Book recommendations

It’s the time of year when people are asking “What can I buy for my favourite nerd?”. Here are some books s/he might like, a mixture of older and new.

  • Thing Explainer by Randall Munroe (of XKCD fame). A coffee-table book of annotated drawings, along the lines of his 2012 Up Goer Five. I reviewed this for the Listener.  It’s really good.
  • Eureka: Discovering Your Inner Scientist by Chad Orzel.  I’ve mentioned this book before on StatsChat. It’s a great look at how science works. In the process, it attacks a lot of the myths about scientists.
  • Thinking, Fast and Slow by Daniel Kahneman. With Amos Tversky, he pioneered the study of why people are bad at probability and risk assessments. He won a Nobel-like Prize for Economics shortly after the book came out. Unlike many books of its kind, it doesn’t need the subtitle “Why I am Right About Everything”.
  • The Immortal Life of Henrietta Lacks, by Rebecca Skloot. The HeLa cell line is a mainstay of laboratory research, but until fairly recently even most scientists didn’t know where it came from. Skloot’s book tells the story of an African-American woman treated for cervical cancer at Johns Hopkins, and how her cells lived on without her or her family’s knowledge.
  • How Not To Be Wrong by Jordan Ellenberg. Ellenberg is a highly-respected pure mathematician, but his book is about statistical thinking in everyday life.
  • The Canon, by Natalie Angier. A survey of the most important things we’ve learned about the universe. Includes a chapter on probability and statistics featuring the wonderful Deb Nolan.
  • The Secret Life of Money, by Daniel Davies and Tess Read. One of the many books trying to explain the world in terms of microeconomics or vice versa. Less everything-you-know-is-wrong and more entertaining writing than Freakonomics.  I’m not sure if reading Davies’s account of a visit to New Zealand will make you more or less likely to want the book.

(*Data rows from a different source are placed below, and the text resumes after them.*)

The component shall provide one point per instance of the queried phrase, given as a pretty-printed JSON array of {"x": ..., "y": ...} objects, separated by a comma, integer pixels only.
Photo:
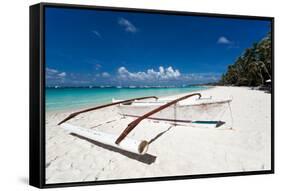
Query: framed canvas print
[{"x": 127, "y": 95}]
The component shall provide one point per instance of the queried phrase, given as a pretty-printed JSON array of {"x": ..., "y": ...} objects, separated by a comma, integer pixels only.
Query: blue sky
[{"x": 90, "y": 47}]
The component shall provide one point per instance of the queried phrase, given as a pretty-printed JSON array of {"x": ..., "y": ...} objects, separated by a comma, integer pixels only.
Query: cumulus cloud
[
  {"x": 54, "y": 74},
  {"x": 151, "y": 74},
  {"x": 223, "y": 40},
  {"x": 105, "y": 74},
  {"x": 97, "y": 33},
  {"x": 129, "y": 27},
  {"x": 63, "y": 74}
]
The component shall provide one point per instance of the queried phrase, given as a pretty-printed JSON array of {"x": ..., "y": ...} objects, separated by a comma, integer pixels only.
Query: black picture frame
[{"x": 37, "y": 96}]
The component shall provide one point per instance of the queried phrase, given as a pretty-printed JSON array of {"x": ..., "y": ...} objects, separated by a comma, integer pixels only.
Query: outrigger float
[{"x": 181, "y": 111}]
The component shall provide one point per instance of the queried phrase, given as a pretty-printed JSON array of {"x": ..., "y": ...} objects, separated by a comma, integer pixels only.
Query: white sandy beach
[{"x": 173, "y": 150}]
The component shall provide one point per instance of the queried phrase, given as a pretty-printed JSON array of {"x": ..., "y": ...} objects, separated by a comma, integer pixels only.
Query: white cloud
[
  {"x": 97, "y": 33},
  {"x": 151, "y": 74},
  {"x": 63, "y": 74},
  {"x": 105, "y": 75},
  {"x": 129, "y": 27},
  {"x": 223, "y": 40},
  {"x": 51, "y": 71},
  {"x": 54, "y": 74}
]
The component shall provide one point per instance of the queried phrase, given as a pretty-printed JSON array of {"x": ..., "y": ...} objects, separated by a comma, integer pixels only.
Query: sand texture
[{"x": 173, "y": 150}]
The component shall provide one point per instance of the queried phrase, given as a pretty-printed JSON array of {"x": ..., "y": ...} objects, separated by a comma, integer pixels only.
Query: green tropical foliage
[{"x": 253, "y": 67}]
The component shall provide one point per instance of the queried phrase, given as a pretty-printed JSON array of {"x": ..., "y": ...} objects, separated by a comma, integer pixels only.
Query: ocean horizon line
[{"x": 108, "y": 86}]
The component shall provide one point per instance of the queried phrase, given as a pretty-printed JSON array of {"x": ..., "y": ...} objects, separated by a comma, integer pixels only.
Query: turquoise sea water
[{"x": 74, "y": 98}]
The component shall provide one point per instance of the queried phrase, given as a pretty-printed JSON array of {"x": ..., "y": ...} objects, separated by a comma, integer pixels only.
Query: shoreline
[{"x": 246, "y": 147}]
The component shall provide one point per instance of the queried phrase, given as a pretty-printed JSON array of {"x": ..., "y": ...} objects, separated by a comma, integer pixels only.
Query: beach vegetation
[{"x": 253, "y": 67}]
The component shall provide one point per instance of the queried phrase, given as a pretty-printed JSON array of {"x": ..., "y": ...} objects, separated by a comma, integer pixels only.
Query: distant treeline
[{"x": 253, "y": 67}]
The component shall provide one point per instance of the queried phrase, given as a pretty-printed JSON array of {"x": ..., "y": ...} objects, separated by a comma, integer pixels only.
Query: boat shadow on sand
[{"x": 146, "y": 158}]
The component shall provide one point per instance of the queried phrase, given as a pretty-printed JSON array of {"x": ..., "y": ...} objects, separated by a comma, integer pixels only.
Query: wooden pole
[
  {"x": 103, "y": 106},
  {"x": 134, "y": 123}
]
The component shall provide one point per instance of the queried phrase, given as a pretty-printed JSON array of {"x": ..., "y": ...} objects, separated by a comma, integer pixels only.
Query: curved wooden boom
[
  {"x": 103, "y": 106},
  {"x": 134, "y": 123}
]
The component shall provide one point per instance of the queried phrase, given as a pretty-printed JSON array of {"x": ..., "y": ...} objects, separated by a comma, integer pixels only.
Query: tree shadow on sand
[{"x": 146, "y": 158}]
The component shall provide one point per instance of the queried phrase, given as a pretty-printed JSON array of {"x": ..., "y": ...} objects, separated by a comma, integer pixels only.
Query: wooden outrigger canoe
[{"x": 121, "y": 141}]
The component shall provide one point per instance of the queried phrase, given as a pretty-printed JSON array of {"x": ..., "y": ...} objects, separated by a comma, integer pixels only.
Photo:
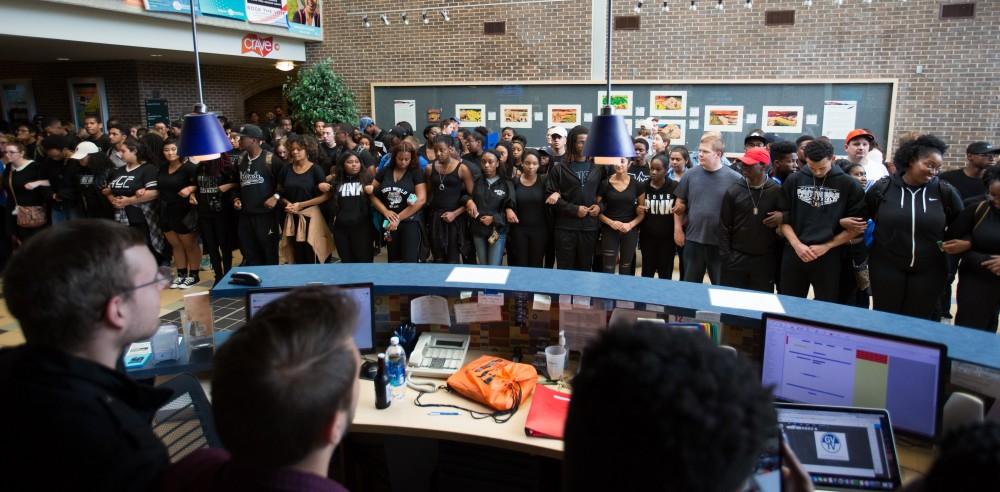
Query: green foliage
[{"x": 316, "y": 93}]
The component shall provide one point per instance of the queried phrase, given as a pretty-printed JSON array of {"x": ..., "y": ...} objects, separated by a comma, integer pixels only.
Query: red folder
[{"x": 547, "y": 415}]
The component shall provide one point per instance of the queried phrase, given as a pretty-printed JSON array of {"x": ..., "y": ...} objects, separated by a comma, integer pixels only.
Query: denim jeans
[{"x": 489, "y": 254}]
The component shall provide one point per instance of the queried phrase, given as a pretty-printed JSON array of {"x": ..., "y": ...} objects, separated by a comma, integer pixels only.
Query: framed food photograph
[
  {"x": 782, "y": 119},
  {"x": 668, "y": 103},
  {"x": 621, "y": 102},
  {"x": 470, "y": 115},
  {"x": 564, "y": 115},
  {"x": 675, "y": 130},
  {"x": 515, "y": 115},
  {"x": 724, "y": 119}
]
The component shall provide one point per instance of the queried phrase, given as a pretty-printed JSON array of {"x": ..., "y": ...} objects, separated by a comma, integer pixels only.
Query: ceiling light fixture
[
  {"x": 203, "y": 138},
  {"x": 610, "y": 141}
]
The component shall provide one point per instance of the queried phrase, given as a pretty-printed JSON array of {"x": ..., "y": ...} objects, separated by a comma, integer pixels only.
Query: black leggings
[
  {"x": 657, "y": 256},
  {"x": 354, "y": 242},
  {"x": 405, "y": 244},
  {"x": 575, "y": 249},
  {"x": 752, "y": 272},
  {"x": 823, "y": 274},
  {"x": 526, "y": 245},
  {"x": 216, "y": 241},
  {"x": 906, "y": 291},
  {"x": 978, "y": 298},
  {"x": 618, "y": 249}
]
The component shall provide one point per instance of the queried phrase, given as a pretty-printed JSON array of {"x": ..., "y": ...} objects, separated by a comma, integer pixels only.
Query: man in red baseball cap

  • The Philadephia Chromosome, by Jessica Wapner. This tells the story of the selective tyrosine kinase inhibitor imitanib (Gleevec),  and its (largely unfulfilled) promise of cancer treatment targeting the cause of disease without toxic side-effects.
  • The Disappearing Spoon, by Sam Kean. The eponymous spoon is made of gallium, which melts at about 30C; the book is an entertaining and informative survey of the periodic table.